A σW-dependent stress response in Bacillus subtilis that reduces membrane fluidity

Bacteria respond to physical and chemical stresses that affect the integrity of the cell wall and membrane by activating an intricate cell envelope stress response. The ability of cells to regulate the biophysical properties of the membrane by adjusting fatty acid composition is known as homeoviscous adaptation. Here, we identify a homeoviscous adaptation mechanism in Bacillus subtilis regulated by the extracytoplasmic function sigma factor sigma(W). Cell envelope active compounds, including detergents, activate a sense-oriented, sigma(W)-dependent promoter within the first gene of the fabHa fabF operon.
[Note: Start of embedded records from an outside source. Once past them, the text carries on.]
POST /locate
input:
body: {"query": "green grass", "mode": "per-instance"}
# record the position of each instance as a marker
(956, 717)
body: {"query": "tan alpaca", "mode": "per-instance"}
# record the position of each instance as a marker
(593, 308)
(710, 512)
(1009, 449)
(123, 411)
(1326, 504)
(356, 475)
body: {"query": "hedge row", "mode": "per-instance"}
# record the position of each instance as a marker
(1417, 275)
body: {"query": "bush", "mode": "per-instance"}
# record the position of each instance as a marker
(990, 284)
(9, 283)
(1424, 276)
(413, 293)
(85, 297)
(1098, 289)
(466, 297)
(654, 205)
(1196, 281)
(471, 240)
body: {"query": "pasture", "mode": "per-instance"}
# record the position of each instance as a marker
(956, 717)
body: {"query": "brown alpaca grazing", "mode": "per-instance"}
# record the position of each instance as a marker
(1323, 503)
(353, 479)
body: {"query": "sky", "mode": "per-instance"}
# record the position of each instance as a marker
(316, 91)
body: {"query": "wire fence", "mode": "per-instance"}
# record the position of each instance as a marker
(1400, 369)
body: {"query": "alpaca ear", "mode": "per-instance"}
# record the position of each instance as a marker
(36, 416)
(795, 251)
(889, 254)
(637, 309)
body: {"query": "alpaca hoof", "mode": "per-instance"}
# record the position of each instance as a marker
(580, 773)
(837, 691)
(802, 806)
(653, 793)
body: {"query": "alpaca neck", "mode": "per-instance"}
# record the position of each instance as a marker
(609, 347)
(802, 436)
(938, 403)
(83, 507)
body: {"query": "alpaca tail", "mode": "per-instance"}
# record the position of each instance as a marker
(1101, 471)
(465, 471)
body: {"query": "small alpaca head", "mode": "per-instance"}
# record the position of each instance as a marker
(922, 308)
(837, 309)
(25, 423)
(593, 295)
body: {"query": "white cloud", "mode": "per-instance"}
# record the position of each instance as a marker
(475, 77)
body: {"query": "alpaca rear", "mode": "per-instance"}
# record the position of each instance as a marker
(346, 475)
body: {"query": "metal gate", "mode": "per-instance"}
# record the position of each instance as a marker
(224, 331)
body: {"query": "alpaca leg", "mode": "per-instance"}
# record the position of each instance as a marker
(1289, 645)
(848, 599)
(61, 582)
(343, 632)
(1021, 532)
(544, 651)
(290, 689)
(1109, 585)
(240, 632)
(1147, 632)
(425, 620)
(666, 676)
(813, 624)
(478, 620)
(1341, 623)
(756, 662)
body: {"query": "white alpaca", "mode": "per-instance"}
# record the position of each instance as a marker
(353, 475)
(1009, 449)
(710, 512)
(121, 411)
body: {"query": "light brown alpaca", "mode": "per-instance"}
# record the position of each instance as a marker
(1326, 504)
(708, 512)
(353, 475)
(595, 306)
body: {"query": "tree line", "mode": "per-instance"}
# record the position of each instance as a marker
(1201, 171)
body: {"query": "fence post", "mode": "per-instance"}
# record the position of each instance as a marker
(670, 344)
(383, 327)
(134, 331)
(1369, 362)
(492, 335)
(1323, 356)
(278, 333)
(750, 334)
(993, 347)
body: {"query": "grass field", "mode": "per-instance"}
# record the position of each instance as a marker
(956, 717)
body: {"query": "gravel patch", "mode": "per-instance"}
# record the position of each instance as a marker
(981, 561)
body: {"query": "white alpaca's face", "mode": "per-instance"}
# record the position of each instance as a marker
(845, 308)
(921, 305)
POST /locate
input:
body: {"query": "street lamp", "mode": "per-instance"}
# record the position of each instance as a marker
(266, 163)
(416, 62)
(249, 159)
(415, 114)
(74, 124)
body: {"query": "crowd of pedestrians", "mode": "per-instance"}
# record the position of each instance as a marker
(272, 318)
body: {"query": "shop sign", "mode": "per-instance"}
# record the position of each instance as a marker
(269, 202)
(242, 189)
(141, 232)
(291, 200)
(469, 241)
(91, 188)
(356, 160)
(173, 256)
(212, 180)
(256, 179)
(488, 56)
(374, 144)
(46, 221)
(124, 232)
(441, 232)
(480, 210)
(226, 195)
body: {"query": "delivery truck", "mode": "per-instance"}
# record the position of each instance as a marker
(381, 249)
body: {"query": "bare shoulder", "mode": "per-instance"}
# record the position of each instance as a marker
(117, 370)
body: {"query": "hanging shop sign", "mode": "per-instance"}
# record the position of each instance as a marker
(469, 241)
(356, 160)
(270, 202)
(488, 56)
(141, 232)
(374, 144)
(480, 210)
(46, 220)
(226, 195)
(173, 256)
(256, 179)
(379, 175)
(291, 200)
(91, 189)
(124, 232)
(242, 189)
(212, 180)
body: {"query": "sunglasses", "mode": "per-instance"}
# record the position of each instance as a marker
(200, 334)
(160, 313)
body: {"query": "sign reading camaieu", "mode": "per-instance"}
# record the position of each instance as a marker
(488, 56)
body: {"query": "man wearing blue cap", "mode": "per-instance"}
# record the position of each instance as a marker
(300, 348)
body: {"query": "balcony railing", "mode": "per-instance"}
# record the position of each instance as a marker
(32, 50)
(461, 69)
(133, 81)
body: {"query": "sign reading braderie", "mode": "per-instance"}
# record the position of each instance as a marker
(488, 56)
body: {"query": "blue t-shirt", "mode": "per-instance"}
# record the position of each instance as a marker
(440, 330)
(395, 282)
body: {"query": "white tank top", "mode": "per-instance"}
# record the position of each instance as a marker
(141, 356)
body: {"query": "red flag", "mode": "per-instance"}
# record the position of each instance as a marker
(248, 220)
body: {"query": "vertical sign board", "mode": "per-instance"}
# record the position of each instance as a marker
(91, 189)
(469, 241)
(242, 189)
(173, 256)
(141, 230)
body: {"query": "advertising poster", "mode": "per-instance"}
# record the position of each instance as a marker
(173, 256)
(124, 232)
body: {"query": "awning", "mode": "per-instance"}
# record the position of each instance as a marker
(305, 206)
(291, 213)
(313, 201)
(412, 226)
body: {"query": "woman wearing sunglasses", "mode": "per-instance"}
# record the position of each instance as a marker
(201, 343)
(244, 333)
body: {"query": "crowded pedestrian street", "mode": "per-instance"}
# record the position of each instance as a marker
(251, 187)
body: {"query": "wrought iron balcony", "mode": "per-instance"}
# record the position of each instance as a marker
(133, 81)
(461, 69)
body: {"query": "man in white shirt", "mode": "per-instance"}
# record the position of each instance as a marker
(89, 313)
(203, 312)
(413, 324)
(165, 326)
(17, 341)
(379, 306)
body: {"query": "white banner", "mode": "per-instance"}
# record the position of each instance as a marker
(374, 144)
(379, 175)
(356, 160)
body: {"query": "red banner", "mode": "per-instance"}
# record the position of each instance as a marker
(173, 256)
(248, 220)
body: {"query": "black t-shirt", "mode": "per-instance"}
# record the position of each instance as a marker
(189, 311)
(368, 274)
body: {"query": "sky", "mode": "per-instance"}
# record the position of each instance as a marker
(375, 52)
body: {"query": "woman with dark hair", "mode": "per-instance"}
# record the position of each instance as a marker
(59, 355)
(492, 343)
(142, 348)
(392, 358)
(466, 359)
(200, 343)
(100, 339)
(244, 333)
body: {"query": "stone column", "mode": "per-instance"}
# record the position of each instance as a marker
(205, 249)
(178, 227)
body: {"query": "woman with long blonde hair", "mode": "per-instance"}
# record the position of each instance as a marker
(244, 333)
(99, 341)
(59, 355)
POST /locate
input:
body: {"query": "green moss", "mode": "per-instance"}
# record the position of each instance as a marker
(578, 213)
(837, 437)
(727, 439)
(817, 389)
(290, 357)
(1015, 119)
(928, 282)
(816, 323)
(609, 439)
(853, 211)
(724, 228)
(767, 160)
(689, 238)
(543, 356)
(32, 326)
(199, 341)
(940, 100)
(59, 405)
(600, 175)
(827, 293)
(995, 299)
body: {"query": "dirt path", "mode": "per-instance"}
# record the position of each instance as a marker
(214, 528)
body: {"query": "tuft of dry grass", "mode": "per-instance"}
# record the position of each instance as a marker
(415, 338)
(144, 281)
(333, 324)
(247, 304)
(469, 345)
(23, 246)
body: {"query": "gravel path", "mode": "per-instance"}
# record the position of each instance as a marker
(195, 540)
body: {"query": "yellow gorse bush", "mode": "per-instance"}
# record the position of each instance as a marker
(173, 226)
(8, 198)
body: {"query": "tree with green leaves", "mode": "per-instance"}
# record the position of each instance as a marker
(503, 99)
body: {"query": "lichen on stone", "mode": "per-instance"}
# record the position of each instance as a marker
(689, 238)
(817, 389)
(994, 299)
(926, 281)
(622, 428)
Activation leads to a decrease in the amount of FabHa coupled with an increase in FabF, the initiation and elongation condensing enzymes of fatty acid biosynthesis respectively. Downregulation of FabHa results in an increased reliance on the FabHb paralogue leading to a greater proportion of straight chain fatty acids in the membrane, and the upregulation of FabF increases the average fatty acid chain length. The net effect is to reduce membrane fluidity. The inactivation of the sigma(W)-dependent promoter within fabHa increased sensitivity to detergents and to antimicrobial compounds produced by other Bacillus spp. Thus, the sigma(W) stress response provides a mechanism to conditionally decrease membrane fluidity through the opposed regulation of FabHa and FabF.